Ulubioną jego technikę stanowi jednak litografia. Dlaczego? Wiąże się to ściśle z tym, że jak mówi: „zawsze interesował mnie czas, konkretniej, jego wpływ na dzieła i mentalność ludzi. Zastanawiał mnie ten znany przecież fakt, że stare rzeźby greckie, nadszarpnięte przez czas, nic nie tracą ze swojego piękna, a nawet je zyskują… Czas wydobywa z dzieł człowieka jakąś głębszą prawdę odkrywając Ich strukturę materialną… „

W swym cyklu litografii pt. „Pejzaż prawie bez znaczenia”, prowadzi ciekawy eksperyment polegający na wyzyskiwaniu działania czasu w podobny sposób jak w filmie lub muzyce. „Tematem” cyklu jest, jeśli tak można powiedzieć, dokumentacja zmian zachodzących w artyście, a także zmian zachodzących w samym materiale, którym jest kamień litograficzny.

„Pejzaż bez znaczenia” to właściwie jedna praca, której każda następna wersja powstaje w ten sposób, że do wersji poprzedniej artysta dodaje nowe elementy lub kasuje stare.

Elementy, które pozostają bez zmian, ulegają naturalnym procesom chemicznym, wynikającym ze specyfiki litografii (tzn. elementy „słabsze” stopniowo zanikają, zaś „mocniejsze” stają się niewyraźne i ciemnieją). Kolejne wersje powstają w odstępach kilkumiesięcznych. Czas zatem jakby współtworzy dzieło, warunkując kształt cyklu, który bez tego byłby rzeczywiście tylko pojedynczą pracą.

W jego malarstwie zaś fascynacja wielostronnością działania czasu objawia się poprzez wielomiesięczne nakładanie jednego obrazu na drugi. W ten sposób artysta stara się również oddać całą wielowymiarowość rzeczywistości, którą jak wiadomo, można ujmować i widzieć jedno- lub wielopłaszczyznowo …
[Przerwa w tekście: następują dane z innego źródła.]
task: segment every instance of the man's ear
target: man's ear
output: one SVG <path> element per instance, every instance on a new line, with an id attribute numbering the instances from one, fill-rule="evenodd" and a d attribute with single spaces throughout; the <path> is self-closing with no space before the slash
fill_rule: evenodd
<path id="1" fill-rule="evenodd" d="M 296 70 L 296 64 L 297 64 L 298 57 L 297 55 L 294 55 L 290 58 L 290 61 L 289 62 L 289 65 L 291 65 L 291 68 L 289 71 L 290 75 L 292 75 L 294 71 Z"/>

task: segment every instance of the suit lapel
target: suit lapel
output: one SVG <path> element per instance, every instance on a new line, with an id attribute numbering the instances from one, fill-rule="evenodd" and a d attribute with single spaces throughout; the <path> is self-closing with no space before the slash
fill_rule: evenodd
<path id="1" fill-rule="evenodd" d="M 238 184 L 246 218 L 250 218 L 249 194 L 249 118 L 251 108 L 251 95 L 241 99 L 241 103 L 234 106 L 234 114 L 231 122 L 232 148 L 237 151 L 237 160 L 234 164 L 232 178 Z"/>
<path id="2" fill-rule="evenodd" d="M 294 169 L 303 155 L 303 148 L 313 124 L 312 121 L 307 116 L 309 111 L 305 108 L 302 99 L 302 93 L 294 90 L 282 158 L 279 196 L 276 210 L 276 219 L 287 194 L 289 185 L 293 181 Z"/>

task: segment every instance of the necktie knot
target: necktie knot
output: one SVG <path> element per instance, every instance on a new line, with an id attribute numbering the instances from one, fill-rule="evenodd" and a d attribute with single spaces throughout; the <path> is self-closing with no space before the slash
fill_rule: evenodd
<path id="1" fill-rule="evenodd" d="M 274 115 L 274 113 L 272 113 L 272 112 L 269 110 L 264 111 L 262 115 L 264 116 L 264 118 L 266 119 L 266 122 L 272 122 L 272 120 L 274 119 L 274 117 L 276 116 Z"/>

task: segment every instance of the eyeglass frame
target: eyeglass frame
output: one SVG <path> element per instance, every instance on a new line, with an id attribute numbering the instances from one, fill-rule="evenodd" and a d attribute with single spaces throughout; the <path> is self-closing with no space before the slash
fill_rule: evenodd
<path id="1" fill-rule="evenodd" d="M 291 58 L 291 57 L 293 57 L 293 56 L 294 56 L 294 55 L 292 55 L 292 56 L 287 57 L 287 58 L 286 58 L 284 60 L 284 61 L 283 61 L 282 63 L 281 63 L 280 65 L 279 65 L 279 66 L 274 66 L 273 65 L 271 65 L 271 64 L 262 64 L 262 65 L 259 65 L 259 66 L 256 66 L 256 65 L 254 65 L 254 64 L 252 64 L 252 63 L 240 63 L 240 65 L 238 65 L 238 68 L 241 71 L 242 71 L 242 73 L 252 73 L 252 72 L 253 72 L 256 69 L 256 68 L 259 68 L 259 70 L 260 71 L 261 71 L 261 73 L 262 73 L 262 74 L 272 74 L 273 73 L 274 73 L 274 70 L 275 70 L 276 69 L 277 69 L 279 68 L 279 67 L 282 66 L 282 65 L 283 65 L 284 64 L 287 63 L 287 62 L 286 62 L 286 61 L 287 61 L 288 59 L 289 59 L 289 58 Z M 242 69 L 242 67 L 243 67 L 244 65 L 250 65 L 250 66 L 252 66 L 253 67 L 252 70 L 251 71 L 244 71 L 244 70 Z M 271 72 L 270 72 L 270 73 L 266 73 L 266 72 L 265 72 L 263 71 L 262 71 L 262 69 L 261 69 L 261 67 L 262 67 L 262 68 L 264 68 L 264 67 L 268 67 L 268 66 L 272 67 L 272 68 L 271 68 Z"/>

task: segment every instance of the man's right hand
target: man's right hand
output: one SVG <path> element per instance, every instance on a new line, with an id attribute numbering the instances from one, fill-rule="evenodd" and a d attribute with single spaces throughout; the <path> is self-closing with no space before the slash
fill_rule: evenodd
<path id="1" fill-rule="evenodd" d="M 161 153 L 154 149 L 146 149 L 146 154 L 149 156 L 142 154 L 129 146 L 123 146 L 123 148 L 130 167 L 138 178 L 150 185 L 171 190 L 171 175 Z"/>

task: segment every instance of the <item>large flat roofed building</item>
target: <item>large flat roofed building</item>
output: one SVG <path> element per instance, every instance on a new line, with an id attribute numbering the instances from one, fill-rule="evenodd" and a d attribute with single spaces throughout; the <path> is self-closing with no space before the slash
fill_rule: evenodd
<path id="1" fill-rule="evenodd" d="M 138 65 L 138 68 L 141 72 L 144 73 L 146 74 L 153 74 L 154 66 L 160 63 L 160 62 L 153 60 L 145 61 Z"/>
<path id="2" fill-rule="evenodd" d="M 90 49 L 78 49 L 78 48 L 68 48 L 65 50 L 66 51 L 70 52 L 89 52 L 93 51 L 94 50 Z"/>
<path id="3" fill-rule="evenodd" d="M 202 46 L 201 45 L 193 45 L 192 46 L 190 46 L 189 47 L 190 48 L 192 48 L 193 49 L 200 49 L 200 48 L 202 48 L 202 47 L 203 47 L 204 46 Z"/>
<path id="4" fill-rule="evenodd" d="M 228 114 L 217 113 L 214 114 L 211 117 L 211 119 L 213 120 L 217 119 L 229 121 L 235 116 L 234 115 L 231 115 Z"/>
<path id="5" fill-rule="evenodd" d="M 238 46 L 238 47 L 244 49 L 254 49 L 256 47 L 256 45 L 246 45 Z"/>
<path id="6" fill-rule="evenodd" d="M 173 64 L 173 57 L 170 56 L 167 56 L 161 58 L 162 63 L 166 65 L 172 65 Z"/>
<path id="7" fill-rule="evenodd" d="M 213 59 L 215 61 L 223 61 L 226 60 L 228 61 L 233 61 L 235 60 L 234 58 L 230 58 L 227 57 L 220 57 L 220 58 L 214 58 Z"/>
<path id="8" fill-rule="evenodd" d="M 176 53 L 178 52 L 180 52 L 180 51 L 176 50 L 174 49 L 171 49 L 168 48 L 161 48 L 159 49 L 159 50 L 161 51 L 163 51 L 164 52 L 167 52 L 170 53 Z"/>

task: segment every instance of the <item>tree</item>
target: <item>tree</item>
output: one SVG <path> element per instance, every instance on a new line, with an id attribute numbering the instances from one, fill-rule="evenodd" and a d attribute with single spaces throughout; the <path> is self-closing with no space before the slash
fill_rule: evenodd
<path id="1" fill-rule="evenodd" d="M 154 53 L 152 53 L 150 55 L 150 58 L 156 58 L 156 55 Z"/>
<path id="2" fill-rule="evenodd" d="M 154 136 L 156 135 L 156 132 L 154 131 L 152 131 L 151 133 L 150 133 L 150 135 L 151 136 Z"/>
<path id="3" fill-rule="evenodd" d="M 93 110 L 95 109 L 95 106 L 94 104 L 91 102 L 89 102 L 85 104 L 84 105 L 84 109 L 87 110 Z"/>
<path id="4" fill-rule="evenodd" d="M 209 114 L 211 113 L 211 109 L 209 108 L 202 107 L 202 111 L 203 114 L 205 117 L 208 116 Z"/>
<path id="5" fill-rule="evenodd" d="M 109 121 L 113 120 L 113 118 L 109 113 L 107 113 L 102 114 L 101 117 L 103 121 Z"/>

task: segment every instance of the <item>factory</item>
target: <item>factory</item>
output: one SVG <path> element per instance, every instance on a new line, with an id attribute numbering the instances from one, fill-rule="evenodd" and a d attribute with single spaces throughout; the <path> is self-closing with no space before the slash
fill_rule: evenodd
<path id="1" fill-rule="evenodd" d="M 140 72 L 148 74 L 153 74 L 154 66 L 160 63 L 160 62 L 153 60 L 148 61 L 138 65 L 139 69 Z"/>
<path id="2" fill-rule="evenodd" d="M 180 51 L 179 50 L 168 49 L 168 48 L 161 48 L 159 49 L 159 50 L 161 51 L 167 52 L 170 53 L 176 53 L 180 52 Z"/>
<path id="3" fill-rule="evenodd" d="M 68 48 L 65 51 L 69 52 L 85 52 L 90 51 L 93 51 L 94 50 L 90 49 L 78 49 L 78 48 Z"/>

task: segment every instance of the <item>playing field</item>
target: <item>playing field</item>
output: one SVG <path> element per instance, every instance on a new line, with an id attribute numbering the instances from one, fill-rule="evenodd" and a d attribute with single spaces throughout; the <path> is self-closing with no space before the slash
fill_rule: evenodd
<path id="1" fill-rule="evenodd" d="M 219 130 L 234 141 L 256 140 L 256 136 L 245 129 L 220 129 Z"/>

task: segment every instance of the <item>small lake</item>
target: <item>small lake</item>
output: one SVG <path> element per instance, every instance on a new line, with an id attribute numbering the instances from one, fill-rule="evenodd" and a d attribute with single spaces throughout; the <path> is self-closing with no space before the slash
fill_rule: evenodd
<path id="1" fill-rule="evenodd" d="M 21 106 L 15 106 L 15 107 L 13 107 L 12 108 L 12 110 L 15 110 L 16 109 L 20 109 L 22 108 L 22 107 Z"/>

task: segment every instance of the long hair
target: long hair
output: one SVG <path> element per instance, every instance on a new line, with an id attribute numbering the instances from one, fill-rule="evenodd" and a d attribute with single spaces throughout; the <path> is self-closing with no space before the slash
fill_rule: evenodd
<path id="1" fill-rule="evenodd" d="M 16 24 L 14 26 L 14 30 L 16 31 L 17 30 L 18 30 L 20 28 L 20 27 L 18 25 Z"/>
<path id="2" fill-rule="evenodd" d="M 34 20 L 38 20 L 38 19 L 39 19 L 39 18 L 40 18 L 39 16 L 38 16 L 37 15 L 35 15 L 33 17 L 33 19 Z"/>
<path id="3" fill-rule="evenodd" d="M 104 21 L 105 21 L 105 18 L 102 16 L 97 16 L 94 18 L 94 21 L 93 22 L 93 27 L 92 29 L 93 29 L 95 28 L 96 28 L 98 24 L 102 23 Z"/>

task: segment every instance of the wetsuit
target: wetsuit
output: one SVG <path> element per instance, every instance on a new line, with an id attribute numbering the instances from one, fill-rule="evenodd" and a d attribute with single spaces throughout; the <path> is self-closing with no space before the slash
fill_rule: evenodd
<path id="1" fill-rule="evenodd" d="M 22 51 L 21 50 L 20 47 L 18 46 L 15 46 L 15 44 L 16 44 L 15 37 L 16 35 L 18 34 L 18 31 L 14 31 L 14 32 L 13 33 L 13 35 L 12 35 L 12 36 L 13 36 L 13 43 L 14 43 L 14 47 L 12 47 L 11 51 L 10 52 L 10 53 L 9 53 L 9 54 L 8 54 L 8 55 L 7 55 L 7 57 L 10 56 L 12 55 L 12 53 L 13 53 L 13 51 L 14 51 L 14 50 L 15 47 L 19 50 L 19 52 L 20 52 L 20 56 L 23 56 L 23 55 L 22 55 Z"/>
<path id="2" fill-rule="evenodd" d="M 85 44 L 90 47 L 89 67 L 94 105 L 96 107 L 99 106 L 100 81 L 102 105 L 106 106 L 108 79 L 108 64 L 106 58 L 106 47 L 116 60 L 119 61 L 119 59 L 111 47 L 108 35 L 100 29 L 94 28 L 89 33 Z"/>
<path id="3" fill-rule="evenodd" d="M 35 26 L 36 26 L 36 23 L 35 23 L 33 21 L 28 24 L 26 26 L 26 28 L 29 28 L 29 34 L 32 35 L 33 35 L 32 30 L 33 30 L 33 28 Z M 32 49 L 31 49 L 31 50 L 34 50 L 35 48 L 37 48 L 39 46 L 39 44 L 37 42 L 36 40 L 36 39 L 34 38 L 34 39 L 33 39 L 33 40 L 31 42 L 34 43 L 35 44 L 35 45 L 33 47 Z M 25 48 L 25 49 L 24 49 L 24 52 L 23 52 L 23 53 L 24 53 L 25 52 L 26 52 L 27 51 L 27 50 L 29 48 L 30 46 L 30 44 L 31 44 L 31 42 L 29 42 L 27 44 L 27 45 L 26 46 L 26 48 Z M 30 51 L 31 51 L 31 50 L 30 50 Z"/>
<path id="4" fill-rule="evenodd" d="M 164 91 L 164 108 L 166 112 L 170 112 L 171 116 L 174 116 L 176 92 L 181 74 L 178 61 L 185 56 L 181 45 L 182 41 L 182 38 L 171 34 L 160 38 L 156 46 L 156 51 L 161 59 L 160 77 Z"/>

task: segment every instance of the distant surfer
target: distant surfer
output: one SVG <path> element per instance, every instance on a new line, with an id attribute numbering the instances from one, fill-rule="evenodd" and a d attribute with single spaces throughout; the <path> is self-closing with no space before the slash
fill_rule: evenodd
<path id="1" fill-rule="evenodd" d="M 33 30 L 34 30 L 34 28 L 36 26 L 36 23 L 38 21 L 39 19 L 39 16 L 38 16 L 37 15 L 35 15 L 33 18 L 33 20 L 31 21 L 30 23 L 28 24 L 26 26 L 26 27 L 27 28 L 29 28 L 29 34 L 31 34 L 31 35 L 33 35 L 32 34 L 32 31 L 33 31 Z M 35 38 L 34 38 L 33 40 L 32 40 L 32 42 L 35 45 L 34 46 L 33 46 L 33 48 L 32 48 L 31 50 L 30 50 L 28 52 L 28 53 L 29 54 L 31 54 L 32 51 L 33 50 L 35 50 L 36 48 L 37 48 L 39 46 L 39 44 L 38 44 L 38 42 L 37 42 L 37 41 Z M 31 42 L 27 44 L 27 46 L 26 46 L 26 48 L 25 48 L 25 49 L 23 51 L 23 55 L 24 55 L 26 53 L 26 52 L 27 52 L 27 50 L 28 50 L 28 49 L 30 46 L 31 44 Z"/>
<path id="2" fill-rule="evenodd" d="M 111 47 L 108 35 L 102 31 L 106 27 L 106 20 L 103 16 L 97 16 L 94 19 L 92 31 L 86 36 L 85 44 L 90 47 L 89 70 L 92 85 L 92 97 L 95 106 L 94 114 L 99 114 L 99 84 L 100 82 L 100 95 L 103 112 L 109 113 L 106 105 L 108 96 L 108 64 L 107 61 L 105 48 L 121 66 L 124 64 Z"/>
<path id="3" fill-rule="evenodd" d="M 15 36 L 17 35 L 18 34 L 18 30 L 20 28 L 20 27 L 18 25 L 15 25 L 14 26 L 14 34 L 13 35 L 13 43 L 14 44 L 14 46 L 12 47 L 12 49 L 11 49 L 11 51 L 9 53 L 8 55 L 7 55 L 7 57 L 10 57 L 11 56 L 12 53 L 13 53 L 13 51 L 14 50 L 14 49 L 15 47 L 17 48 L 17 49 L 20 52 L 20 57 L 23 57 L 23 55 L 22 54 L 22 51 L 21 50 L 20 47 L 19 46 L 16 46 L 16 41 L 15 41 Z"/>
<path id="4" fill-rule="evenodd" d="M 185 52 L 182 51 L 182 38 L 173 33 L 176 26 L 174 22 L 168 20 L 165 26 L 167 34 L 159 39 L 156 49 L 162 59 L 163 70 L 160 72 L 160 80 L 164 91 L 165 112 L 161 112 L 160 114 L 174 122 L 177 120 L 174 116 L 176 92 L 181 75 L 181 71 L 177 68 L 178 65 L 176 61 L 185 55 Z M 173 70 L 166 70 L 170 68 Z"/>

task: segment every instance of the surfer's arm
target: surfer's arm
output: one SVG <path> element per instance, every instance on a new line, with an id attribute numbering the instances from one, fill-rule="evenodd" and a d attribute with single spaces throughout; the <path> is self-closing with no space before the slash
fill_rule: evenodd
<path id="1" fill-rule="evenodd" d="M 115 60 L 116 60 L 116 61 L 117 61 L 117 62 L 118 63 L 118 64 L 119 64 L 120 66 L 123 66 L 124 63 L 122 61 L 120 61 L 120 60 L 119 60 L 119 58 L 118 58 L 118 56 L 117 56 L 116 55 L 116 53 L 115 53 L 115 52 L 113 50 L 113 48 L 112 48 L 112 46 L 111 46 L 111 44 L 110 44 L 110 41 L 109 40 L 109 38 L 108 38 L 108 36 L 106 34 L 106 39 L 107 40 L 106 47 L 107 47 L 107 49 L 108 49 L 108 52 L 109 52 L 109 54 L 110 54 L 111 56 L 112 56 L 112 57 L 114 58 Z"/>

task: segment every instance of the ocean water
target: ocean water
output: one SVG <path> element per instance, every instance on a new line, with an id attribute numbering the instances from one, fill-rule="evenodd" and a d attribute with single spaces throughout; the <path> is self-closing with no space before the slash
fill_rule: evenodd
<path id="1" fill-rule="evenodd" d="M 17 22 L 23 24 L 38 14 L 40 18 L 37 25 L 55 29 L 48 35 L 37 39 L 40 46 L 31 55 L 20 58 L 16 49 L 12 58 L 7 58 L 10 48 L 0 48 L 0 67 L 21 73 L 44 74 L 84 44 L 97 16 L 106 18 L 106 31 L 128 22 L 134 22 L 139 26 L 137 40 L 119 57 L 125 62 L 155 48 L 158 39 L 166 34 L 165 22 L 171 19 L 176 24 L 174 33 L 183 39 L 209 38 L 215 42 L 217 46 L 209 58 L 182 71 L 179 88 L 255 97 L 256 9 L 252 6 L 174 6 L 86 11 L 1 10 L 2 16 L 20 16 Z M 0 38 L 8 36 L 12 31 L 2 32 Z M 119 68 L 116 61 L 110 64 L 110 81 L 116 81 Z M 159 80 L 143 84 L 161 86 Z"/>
Zupełnie inaczej wygląda praca Niksińskiego nad plakatem lub ilustracją, gdzie temat i cel są jasno określone. Mimo tego bowiem, że zdecydowanie woli o wszystkim w swej pracy decydować i sam ponosić za wszystko odpowiedzialność, wykonuje też Ilustracje i okładki na zamówienie wydawnictw. Motywy które skłaniają go do tej pracy, są bardzo konkretne. Ilustrowanie książek zapewnia mu to przekonanie, że to, co robi jest pożyteczne o d  r a z u.

Niksiński dopiero rozpoczyna w Polsce pracę ilustratora – wiele natomiast już zrobił w Austrii (na zamówienie znanego wydawnictwa Überrenter) okładek utrzymanych w konwencji realistycznej. Wymagało to sporych umiejętności warsztatowych. Rajem zatem dla grafików, którzy tam pracują- wspomina Janek – wydaje się być Polska, twierdzą bowiem zgodnie, że pozwala na znacznie większy rozwój indywidualności artystycznych.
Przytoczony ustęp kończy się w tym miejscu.